Bau von alten Teilen dernier tiers du XIIe siècle (≈ 1250)
Original romanisches Gebäude mit Kuppel.
XVIIe siècle
Große Restaurierung
Große Restaurierung XVIIe siècle (≈ 1750)
Nackenwände angehoben.
1845
Pariser Gewerkschaft
Pariser Gewerkschaft 1845 (≈ 1845)
Linked zu Saint-Martin de Chazelles.
1942
Klassifizierung der Glocke
Klassifizierung der Glocke 1942 (≈ 1942)
Schutzglocke aus dem 16. Jahrhundert.
25 mars 1977
Historische Denkmalklassifikation
Historische Denkmalklassifikation 25 mars 1977 (≈ 1977)

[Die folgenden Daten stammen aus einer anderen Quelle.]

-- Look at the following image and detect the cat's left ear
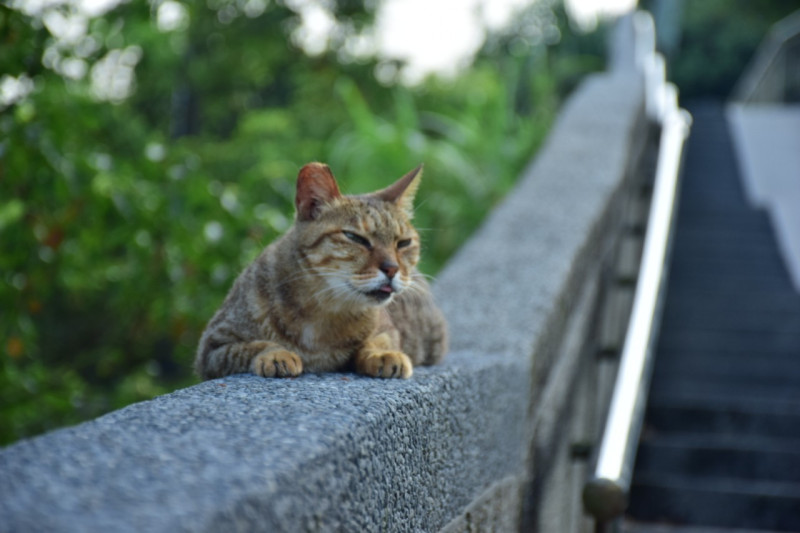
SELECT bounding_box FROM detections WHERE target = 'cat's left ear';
[294,163,342,220]
[375,165,423,218]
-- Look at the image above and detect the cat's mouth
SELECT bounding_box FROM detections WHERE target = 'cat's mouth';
[365,283,394,302]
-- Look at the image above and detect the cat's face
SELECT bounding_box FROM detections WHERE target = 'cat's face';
[296,167,420,309]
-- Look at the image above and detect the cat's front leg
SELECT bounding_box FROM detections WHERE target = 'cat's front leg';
[250,343,303,378]
[355,333,414,379]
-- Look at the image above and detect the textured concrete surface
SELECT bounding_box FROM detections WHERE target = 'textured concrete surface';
[0,353,527,531]
[727,103,800,291]
[0,73,643,532]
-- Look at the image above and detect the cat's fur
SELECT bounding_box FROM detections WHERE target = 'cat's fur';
[195,163,447,379]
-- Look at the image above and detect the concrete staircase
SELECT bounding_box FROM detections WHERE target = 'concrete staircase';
[624,103,800,533]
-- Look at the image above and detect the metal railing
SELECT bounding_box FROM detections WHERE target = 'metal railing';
[583,10,691,531]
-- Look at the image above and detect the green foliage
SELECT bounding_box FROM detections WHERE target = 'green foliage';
[646,0,800,99]
[0,0,600,443]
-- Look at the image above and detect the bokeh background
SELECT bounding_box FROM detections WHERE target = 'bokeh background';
[0,0,798,444]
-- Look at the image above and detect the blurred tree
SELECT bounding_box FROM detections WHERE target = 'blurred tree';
[0,0,601,443]
[643,0,800,99]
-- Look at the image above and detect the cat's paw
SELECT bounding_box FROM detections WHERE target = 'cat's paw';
[250,350,303,378]
[356,351,414,379]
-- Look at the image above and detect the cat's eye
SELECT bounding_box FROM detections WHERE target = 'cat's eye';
[342,231,372,249]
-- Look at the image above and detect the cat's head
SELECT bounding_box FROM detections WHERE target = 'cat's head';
[295,163,422,308]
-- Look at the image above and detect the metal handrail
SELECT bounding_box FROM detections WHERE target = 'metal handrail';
[583,75,691,529]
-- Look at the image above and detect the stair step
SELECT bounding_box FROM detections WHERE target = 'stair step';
[635,435,800,484]
[658,327,800,354]
[620,519,792,533]
[645,397,800,438]
[655,352,800,390]
[630,474,800,532]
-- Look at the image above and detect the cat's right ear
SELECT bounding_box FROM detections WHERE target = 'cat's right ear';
[294,163,342,220]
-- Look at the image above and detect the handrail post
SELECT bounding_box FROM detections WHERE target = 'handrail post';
[583,9,691,531]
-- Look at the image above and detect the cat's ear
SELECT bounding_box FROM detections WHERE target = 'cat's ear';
[375,165,423,218]
[294,163,342,220]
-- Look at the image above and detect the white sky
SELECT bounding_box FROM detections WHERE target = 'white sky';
[289,0,636,83]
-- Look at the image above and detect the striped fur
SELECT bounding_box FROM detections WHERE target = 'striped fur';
[195,163,447,379]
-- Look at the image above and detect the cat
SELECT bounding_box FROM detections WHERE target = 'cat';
[195,163,447,379]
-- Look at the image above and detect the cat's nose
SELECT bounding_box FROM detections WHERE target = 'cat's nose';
[378,261,400,279]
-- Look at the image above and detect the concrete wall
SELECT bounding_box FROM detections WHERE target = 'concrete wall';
[0,33,649,533]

Schutz des gesamten Gebäudes.
Aujourd'hui
Aujourd'hui
Aujourd'hui Aujourd'hui (≈ 2025)
Position de référence.
Kulturgüter
Kirche des heiligen Paulus (Kad. AB 115): Orden vom 25. März 1977
Kennzahlen
Information non disponible - Keine Angabe
Quellen nennen keine Schauspieler.
Ursprung und Geschichte
Die Kirche Saint Paul de Chazelles ist ein katholisches Gebäude in der Gemeinde Chazelles, Charente (New Aquitaine). Seine ältesten Teile stammen aus dem letzten Drittel des 12. Jahrhunderts, was eine romanische Architektur widerspiegelt, die durch charakteristische Buttresses und eine Kuppel an Stämmen gekennzeichnet ist. Die Abwesenheit eines Gewölbes in der Bucht und die Wände aus dem siebzehnten Jahrhundert offenbaren große Transformationen, während Beerdigungsplatten noch schmücken das Pflaster, evozieren die Berufe des Verstorbenen.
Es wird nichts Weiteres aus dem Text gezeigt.